Question

A real valued function \( f \) is defined as \[ f(x) = \begin{cases} -1 & \text{if} \, -2 \leq x \leq 0 \\ x - 1 & \text{if} \, 0 \leq x \leq 2 \end{cases} \] \(\text{Which of the following statements is FALSE?}\)

• A. \( f(|x|) = |x| - 1, \text{ if } 0 \leq x \leq 1 \)
• B. \( |f(x)| = x - 1, \text{ if } 1 \leq x \leq 2 \)
• C. \( f(|x|) + f(x) = 1, \text{ if } 0 \leq x \leq 1 \)
• D. \( f(|x|) - |f(x)| = 0, \text{ if } 1 \leq x \leq 2 \)

Hint:

When working with piecewise functions, always check the behavior of the function over the defined intervals and ensure all conditions are satisfied for each case.

Answer 1

The Correct Option is C

We are given the piecewise function: \[ f(x) = \begin{cases} -1 & \text{if} \, -2 \leq x \leq 0 \\ x - 1 & \text{if} \, 0 \leq x \leq 2 \end{cases} \] Now, let's check each of the given statements to identify the FALSE one. 

Option (a): \( f(|x|) = |x| - 1, \text{ if } 0 \leq x \leq 1 \) For \( x \in [0, 1] \), we have \( f(x) = x - 1 \), so \( f(|x|) = f(x) = x - 1 \).

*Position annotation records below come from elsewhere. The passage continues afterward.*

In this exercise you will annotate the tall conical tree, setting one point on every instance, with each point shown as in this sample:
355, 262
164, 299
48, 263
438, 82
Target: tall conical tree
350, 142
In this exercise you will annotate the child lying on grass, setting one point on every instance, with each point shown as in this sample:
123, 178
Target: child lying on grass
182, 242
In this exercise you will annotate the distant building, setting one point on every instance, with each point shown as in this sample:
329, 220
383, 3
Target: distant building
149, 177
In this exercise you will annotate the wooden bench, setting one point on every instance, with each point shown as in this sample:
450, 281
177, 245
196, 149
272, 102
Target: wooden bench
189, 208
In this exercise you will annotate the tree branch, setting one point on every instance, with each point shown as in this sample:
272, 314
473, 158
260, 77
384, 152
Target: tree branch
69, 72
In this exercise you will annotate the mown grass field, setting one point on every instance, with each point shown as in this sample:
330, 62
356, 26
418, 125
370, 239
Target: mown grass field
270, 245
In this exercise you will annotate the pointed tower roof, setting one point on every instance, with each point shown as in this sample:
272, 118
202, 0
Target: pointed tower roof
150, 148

Thus, this statement is correct. 

Option (b): \( |f(x)| = x - 1, \text{ if } 1 \leq x \leq 2 \) For \( x \in [1, 2] \), \( f(x) = x - 1 \), so \( |f(x)| = |x - 1| \). 

Since \( x - 1 \geq 0 \) for \( x \in [1, 2] \), we get: \[ |f(x)| = x - 1 \] Thus, this statement is also correct. 

Option (c): \( f(|x|) + f(x) = 1, \text{ if } 0 \leq x \leq 1 \) For \( x \in [0, 1] \), \( f(x) = x - 1 \) and \( f(|x|) = f(x) = x - 1 \). 

So, \[ f(|x|) + f(x) = (x - 1) + (x - 1) = 2x - 2 \] For \( 0 \leq x \leq 1 \), \( 2x - 2 \neq 1 \). Hence, this statement is false. 

Option (d): \( f(|x|) - |f(x)| = 0, \text{ if } 1 \leq x \leq 2 \) For \( x \in [1, 2] \), \( f(x) = x - 1 \) and \( f(|x|) = f(x) = x - 1 \). Also, \( |f(x)| = x - 1 \). So, \[ f(|x|) - |f(x)| = (x - 1) - (x - 1) = 0 \] Thus, this statement is correct. 

Conclusion: The FALSE statement is option (c). Thus, the correct answer is \( \boxed{(c)} \).